During the second World War, the breed nearly became extinct due to crossbreeding with other cats. As a matter of fact, this would have been the case if it were not for the conscious efforts of the Norwegian Forest Club to preserve the species by developing a breeding program. The club succeeded and was able to preserve the breed, which is why we still see them around today. In the 1950’s King Olav V made the Norwegian Forest the official cat of the country. A declaration that may be responsible for the cat’s popularity across Scandinavian countries. 

History of the Maine Coon Cat

Maine Coons are the largest domesticated cat breed but sadly, their ancestral origin remains unknown. What we can hold on to are only folk tales and speculation. One popular story involves the Queen of France, Marie Antoinette who was executed in 1793. According to the story, before her death, Marie attempted fleeing from France with the help of Captain Samuel Clough. 

In escaping, she loaded the captain’s ships with her prized possessions which included six Turkish Angora cats or possibly Siberian cats. While she was unable to make it to the United States, her beloved pets did somehow get to Wiscasset, Maine, where it is believed they bred with other short-haired cat breeds and evolved into the modern-day Maine Coon. 

In the late 19th century, Maine Coons were incredibly popular in cat shows, but their popularity quickly dwindled when other long-haired breeds were introduced in the early 20th century. Their decline in popularity became so severe that they were declared extinct in the 1950’s. 

However, thanks to efforts from organizations like the Central Maine Cat Club (CMCC), the breed’s popularity was revived through numerous cat shows. Today Maine Coon kittens are the third most popular according to the Cat Fancier’s Association (CFA). 

Physical Differences

Size and Weight

Both these cats are generally described as large breeds and the males are usually significantly larger in size than females. While Maine Coons will almost always be larger and weight more than Wegies, comparing both breeds for their size may not be the best feature with which to differentiate them. Rather, their faces may be a better differentiating feature. You can visit the holistapet Norwegian Forest page, to learn more about this breed. 

Facial Structure

Wegies have a face that is shaped like an equilateral triangle. Their forehead is flat, eyes are almond shaped, and have a straight nose, much like regular cats. Maine Coons on the other hand have a wide muzzle that is distinctive, easily resembling that of a lion. 

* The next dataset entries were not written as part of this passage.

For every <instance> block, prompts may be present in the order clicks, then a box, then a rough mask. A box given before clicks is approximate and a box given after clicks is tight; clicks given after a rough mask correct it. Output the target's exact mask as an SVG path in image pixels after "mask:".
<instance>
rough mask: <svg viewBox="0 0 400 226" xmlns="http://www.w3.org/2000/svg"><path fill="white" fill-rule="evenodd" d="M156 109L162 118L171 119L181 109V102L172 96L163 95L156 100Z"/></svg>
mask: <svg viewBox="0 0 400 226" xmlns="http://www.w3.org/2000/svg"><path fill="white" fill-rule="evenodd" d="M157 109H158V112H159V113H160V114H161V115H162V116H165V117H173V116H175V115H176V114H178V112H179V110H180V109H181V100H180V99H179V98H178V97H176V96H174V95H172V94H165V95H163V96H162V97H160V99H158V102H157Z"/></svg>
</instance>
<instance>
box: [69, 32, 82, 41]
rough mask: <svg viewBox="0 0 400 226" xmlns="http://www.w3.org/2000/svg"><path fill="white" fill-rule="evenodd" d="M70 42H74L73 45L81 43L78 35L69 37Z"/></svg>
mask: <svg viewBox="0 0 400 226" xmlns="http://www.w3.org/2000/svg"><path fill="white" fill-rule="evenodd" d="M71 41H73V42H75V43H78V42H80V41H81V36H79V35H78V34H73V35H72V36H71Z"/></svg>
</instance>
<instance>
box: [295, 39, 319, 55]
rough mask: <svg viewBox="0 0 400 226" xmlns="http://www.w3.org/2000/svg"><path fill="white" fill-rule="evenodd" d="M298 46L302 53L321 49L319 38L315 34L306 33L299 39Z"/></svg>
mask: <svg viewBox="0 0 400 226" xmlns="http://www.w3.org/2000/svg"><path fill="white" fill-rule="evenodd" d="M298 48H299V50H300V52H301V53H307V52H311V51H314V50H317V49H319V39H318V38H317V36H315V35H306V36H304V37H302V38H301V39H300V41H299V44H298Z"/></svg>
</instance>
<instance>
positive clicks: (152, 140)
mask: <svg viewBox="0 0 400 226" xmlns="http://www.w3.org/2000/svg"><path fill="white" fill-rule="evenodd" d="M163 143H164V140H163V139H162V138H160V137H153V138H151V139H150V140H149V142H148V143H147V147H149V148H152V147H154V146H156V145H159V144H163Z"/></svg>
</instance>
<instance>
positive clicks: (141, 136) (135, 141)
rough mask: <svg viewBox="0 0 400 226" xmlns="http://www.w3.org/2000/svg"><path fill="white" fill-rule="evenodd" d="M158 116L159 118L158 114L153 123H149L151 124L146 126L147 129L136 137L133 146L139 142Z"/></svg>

When it comes to ears, Maines have larger ears that are tapered. Their ears are usually set high on their heads and set wide apart from each other. Norwegian Forests have ears that are set towards the side of their heads and are mostly medium sized. Both these breeds have ear tufts that are referred to by experts as furnishings. While these tufts do certainly add to the aesthetics of the faces of both felines, they serve a more functional purpose- providing warmth. 


Both have a thick, beautiful coat that helps to keep them warm. Norwegians usually have manes, and their outer coat is glossy and water-repellant. Coons on the other hand have a coat that is soft, smooth, and silky. Wegies have a double coat with the undercoat having a wooly texture. A ruff is evident on their chest and necks. 


Both cats are affectionate and friendly towards their family. While Maine Coons are usually livelier and enjoy attention more, Norwegian Forest cats are much less social and may lose interest in playful activities a lot quicker. Therefore, Wegies are often considered lazy cats. 

Coons again tend to be vocal and chatty. They are known for their chirrups while Norwegian Forest cats are quieter but will purr when around their favorite humans. Visit to learn more about vocal cat breeds. 


Both Cats may eat much more than other smaller breeds because of their larger size. Grooming may not be a problem for most cat owners that have had experience caring for cats, but newbies could find it challenging. Like most felines, these two are also prone to progressive heart diseases. If you’re considering getting any one of the two, it is important that you confirm that their parents were tested free of the disease.